Scott McBride, an explorer from San Andreas (Calaveras County) who has discovered 50 caves since 1994, first spotted an opening about the size of a baseball.

The four explorers have joined Joel Despain (the parks' cave manager) and other geologists in mapping the cave, but they haven't found the end. The cave features five rooms -- the biggest is about 200 feet wide and 50 feet tall -- and at least five leads, or passages, leading farther underground. San Francisco Chronicle

I found their account of entering this new cave particularly interesting because I just toured three caves during my recent road trip to California. My wife, Ann, and I toured Wind Cave in South Dakota, Timpanogos Cave in Utah (where my wife was a tour guide 30 years ago), and Lehman Cave in Nevada.

Caves need to be protected

These caves are national treasures and are now protected. I was shocked to learn that early visitors were allowed to break off pieces of the cave as a souvenir. In the early 1900's groups could even rent out the cave for overnight parties and lit campfires for heat and light.
This newest cave named Ursa Minor for its thousands of star like sparkles and a bear skeleton within may never be opened to the public.

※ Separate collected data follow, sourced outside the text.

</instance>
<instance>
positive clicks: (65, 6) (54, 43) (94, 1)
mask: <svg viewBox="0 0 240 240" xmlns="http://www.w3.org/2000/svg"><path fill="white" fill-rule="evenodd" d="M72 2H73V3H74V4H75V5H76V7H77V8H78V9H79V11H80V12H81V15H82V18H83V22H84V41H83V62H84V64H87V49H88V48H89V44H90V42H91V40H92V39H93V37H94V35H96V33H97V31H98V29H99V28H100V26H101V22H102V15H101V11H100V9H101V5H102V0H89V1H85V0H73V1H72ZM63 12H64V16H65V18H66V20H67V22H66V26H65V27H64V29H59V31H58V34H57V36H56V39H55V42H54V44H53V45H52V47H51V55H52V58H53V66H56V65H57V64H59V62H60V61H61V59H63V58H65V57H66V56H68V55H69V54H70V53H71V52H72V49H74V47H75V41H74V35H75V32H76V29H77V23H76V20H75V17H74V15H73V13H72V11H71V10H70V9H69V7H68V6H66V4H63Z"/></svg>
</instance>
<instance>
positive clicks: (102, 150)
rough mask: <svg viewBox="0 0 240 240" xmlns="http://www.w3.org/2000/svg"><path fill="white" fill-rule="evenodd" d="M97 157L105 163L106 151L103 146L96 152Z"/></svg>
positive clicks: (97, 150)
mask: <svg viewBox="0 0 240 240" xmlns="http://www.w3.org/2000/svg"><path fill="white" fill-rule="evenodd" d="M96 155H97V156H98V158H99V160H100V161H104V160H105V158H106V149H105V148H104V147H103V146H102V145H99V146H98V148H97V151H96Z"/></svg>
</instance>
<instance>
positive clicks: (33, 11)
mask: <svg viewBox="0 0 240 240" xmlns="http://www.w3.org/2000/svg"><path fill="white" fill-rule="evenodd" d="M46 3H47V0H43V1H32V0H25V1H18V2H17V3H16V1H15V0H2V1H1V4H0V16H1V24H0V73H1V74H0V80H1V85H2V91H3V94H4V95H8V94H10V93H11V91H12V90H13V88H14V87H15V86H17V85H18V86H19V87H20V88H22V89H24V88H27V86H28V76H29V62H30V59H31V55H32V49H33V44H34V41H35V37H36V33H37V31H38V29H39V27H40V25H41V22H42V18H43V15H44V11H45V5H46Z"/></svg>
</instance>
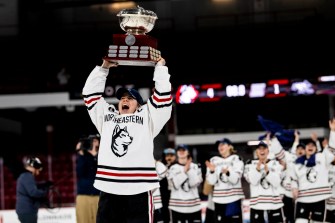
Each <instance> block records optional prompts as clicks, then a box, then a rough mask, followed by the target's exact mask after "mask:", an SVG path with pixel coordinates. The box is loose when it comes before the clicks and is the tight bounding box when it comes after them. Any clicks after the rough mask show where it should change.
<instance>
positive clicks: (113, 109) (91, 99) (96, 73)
mask: <svg viewBox="0 0 335 223" xmlns="http://www.w3.org/2000/svg"><path fill="white" fill-rule="evenodd" d="M108 71H109V70H108V69H105V68H102V67H99V66H96V67H95V68H94V69H93V70H92V71H91V73H90V75H89V76H88V78H87V80H86V83H85V85H84V88H83V92H82V94H83V99H84V102H85V105H86V108H87V110H88V113H89V115H90V118H91V120H92V122H93V124H94V125H95V126H96V128H97V130H98V132H99V133H101V130H102V124H103V115H104V114H103V113H104V111H105V109H110V110H112V111H115V112H116V109H115V107H114V105H109V104H108V103H107V102H106V101H105V99H104V98H103V96H102V95H103V92H104V90H105V84H106V79H107V75H108Z"/></svg>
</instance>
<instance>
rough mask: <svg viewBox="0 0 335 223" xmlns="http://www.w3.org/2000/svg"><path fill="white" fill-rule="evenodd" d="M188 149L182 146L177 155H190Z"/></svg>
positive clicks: (177, 156)
mask: <svg viewBox="0 0 335 223" xmlns="http://www.w3.org/2000/svg"><path fill="white" fill-rule="evenodd" d="M188 154H189V153H188V150H187V149H183V148H180V149H178V150H177V157H178V158H186V157H187V156H188Z"/></svg>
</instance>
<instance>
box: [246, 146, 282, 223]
mask: <svg viewBox="0 0 335 223" xmlns="http://www.w3.org/2000/svg"><path fill="white" fill-rule="evenodd" d="M274 142H275V143H276V142H277V141H274ZM278 148H280V146H279V145H278ZM276 154H278V153H276ZM256 156H257V159H256V160H250V161H248V162H247V163H246V165H245V169H244V177H245V179H246V180H247V182H248V183H249V184H250V223H265V222H269V223H282V222H284V216H283V206H284V204H283V202H282V198H281V194H280V191H279V186H280V176H281V174H282V169H283V167H282V165H281V164H280V163H279V162H278V161H277V160H275V159H272V160H271V159H269V158H268V157H269V148H268V145H267V144H266V143H264V142H262V141H261V142H260V143H259V144H258V145H257V148H256Z"/></svg>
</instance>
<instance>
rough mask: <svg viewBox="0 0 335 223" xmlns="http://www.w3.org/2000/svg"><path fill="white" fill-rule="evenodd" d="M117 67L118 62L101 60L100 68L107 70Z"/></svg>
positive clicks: (111, 60)
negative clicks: (109, 68) (101, 64)
mask: <svg viewBox="0 0 335 223" xmlns="http://www.w3.org/2000/svg"><path fill="white" fill-rule="evenodd" d="M118 65H119V63H118V62H116V61H112V60H108V59H106V58H102V65H101V67H103V68H106V69H109V68H111V67H117V66H118Z"/></svg>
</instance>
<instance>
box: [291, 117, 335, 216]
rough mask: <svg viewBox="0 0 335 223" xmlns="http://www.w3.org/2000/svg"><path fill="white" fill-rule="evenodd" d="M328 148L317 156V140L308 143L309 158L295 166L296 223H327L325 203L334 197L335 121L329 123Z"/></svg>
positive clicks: (294, 178) (297, 162) (305, 156)
mask: <svg viewBox="0 0 335 223" xmlns="http://www.w3.org/2000/svg"><path fill="white" fill-rule="evenodd" d="M329 127H330V140H329V147H326V148H324V149H323V151H322V152H317V144H316V142H315V141H314V140H309V141H308V142H307V143H306V155H304V156H301V157H299V158H298V159H297V160H296V162H295V166H294V175H292V176H293V181H292V189H293V197H294V198H295V199H296V202H297V204H296V209H295V210H296V211H295V217H296V223H307V222H309V221H310V220H312V221H313V222H314V223H317V222H324V221H325V218H326V212H325V211H326V201H327V199H329V198H330V197H331V195H332V193H331V188H330V184H329V165H331V163H332V162H334V161H335V156H334V148H335V146H334V142H333V141H334V140H335V119H332V120H330V121H329Z"/></svg>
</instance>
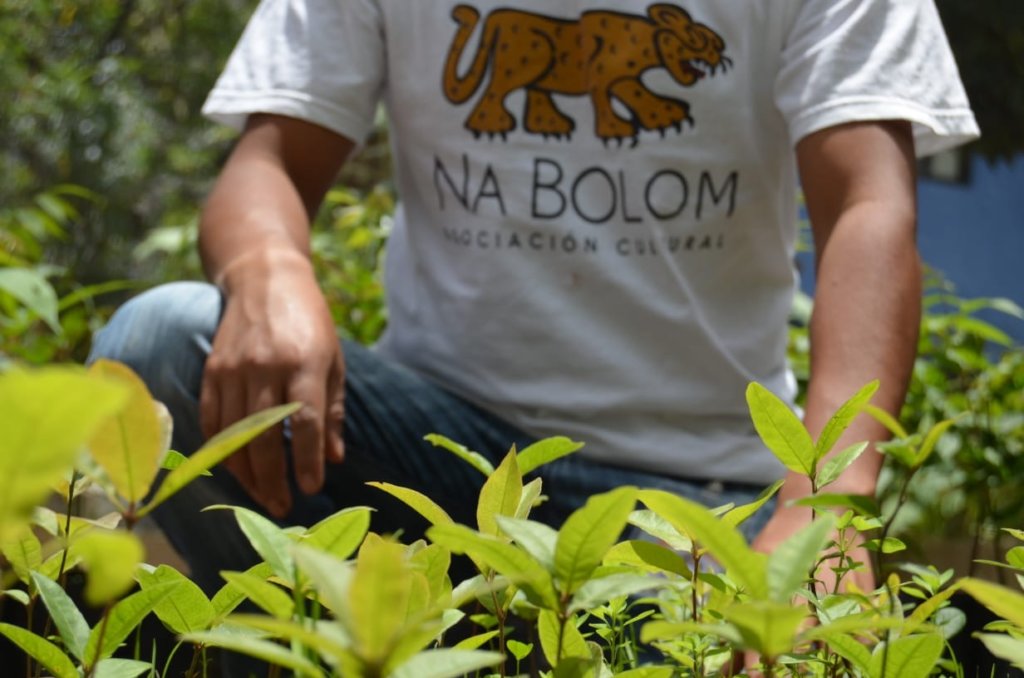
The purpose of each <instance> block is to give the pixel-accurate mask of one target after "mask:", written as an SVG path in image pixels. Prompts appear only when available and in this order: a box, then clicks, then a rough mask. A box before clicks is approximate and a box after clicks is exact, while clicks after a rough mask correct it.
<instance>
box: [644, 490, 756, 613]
mask: <svg viewBox="0 0 1024 678" xmlns="http://www.w3.org/2000/svg"><path fill="white" fill-rule="evenodd" d="M640 501H641V502H643V503H644V504H646V505H647V508H649V509H651V510H652V511H654V512H655V513H657V514H658V515H660V516H662V517H663V518H665V519H666V520H668V521H669V522H670V523H672V526H673V527H675V528H676V529H677V531H679V532H681V533H684V534H687V535H689V537H690V539H692V540H693V541H694V542H696V543H697V544H699V545H700V546H702V547H703V548H706V549H708V551H710V552H711V553H712V555H714V556H715V559H716V560H718V562H719V563H720V564H721V565H722V566H723V567H725V570H726V574H728V575H729V577H730V578H732V580H733V581H734V582H736V583H737V584H738V585H740V586H741V587H743V588H744V589H746V591H748V593H750V594H751V595H752V596H753V597H754V598H757V599H765V598H767V596H768V585H767V582H766V580H765V556H764V555H763V554H761V553H757V552H755V551H754V550H753V549H751V548H750V547H749V546H748V545H746V542H745V541H743V537H742V535H740V534H739V532H738V531H736V528H735V527H732V526H730V525H727V524H725V523H723V522H722V521H721V520H719V519H718V518H716V517H715V516H714V515H713V514H712V513H711V511H709V510H708V509H706V508H705V507H703V506H700V505H699V504H697V503H696V502H691V501H689V500H687V499H683V498H682V497H677V496H676V495H673V494H672V493H668V492H665V491H662V490H642V491H640Z"/></svg>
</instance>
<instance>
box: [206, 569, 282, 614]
mask: <svg viewBox="0 0 1024 678" xmlns="http://www.w3.org/2000/svg"><path fill="white" fill-rule="evenodd" d="M245 574H247V575H252V576H254V577H258V578H260V579H263V580H265V579H267V578H268V577H271V576H272V575H273V570H272V569H270V565H268V564H266V563H265V562H260V563H257V564H255V565H253V566H252V567H250V568H249V569H247V570H246V573H245ZM245 599H246V594H245V592H244V591H242V590H241V589H239V587H237V586H234V585H233V584H231V583H230V582H228V583H227V584H225V585H224V586H222V587H220V590H219V591H217V593H215V594H214V596H213V598H211V599H210V604H211V605H212V606H213V616H214V620H222V619H223V618H224V617H225V616H226V615H228V613H230V611H231V610H233V609H234V608H236V607H238V606H239V605H240V604H242V601H243V600H245Z"/></svg>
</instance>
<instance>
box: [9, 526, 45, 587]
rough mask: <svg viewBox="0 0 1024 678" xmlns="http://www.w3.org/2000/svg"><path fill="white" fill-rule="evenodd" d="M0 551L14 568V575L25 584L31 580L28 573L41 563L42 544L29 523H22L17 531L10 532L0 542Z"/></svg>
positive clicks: (41, 554) (42, 547)
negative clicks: (8, 533) (23, 525)
mask: <svg viewBox="0 0 1024 678" xmlns="http://www.w3.org/2000/svg"><path fill="white" fill-rule="evenodd" d="M0 553H3V556H4V557H5V558H7V562H8V563H10V566H11V567H12V568H13V569H14V575H16V576H17V579H18V580H20V581H22V582H24V583H25V584H28V583H29V582H30V581H31V578H30V576H29V575H30V573H31V571H32V570H33V569H36V568H38V567H39V566H40V565H42V564H43V547H42V544H40V542H39V538H38V537H36V535H35V533H34V532H33V531H32V528H31V527H29V525H24V526H23V527H22V529H19V531H18V532H17V533H12V534H11V535H10V536H9V537H8V538H7V539H6V540H3V541H2V542H0Z"/></svg>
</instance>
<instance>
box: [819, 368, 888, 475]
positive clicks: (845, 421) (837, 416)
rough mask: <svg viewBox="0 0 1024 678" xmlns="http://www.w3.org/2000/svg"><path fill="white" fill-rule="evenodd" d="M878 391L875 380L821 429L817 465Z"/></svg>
mask: <svg viewBox="0 0 1024 678" xmlns="http://www.w3.org/2000/svg"><path fill="white" fill-rule="evenodd" d="M878 390H879V381H878V380H874V381H872V382H869V383H867V384H865V385H864V386H863V387H861V389H860V390H859V391H857V392H856V393H854V395H853V396H852V397H851V398H850V399H849V400H847V401H846V402H844V404H843V405H841V406H840V408H839V410H837V411H836V414H834V415H833V416H831V418H830V419H829V420H828V422H827V423H826V424H825V426H824V428H823V429H821V434H820V435H818V440H817V442H816V443H815V446H814V451H815V459H814V462H815V465H817V462H818V461H820V460H821V459H823V458H824V456H825V455H827V454H828V453H829V452H831V449H833V447H834V446H835V444H836V443H837V442H838V441H839V438H840V436H842V435H843V432H844V431H846V429H847V428H849V427H850V424H852V423H853V420H854V419H856V418H857V415H859V414H860V413H861V412H862V411H863V409H864V406H865V405H867V402H868V400H870V399H871V397H872V396H873V395H874V393H876V392H878ZM821 484H824V483H821Z"/></svg>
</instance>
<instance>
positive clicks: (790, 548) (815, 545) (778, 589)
mask: <svg viewBox="0 0 1024 678" xmlns="http://www.w3.org/2000/svg"><path fill="white" fill-rule="evenodd" d="M835 527H836V518H835V516H833V514H830V513H826V514H824V515H822V516H820V517H818V518H817V519H815V520H814V521H813V522H811V524H809V525H807V526H806V527H804V528H802V529H801V531H799V532H797V533H795V534H794V535H791V536H790V538H788V539H786V540H785V541H784V542H782V543H781V544H779V545H778V546H777V547H776V548H775V550H774V551H773V552H772V553H771V555H769V556H768V568H767V570H766V573H767V578H768V592H769V594H770V595H771V598H772V600H774V601H776V602H788V601H790V600H791V599H792V598H793V596H794V594H796V593H797V591H798V590H800V589H801V588H802V587H804V586H805V584H806V583H807V581H808V579H809V578H810V577H811V574H812V573H811V570H812V569H813V568H814V566H815V565H816V564H817V562H818V559H819V558H820V557H821V552H822V550H823V549H824V548H825V546H826V545H827V544H828V541H829V537H830V535H831V532H833V529H834V528H835Z"/></svg>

The cave is littered with animal skeletons and teems with spiders, centipedes, millipedes and other invertebrates. Experts believe Ursa Minor will feature unique species found nowhere else, adding to the 27 never-before-seen species discovered during a recent study of invertebrates in the park's 239 other caves.

For now, the top priority is thoroughly mapping the cave and installing a gate at its mouth to keep sightseers and vandals at bay. No more than a few dozen people will ever see Ursa Minor, and those who have said they'll never forget it.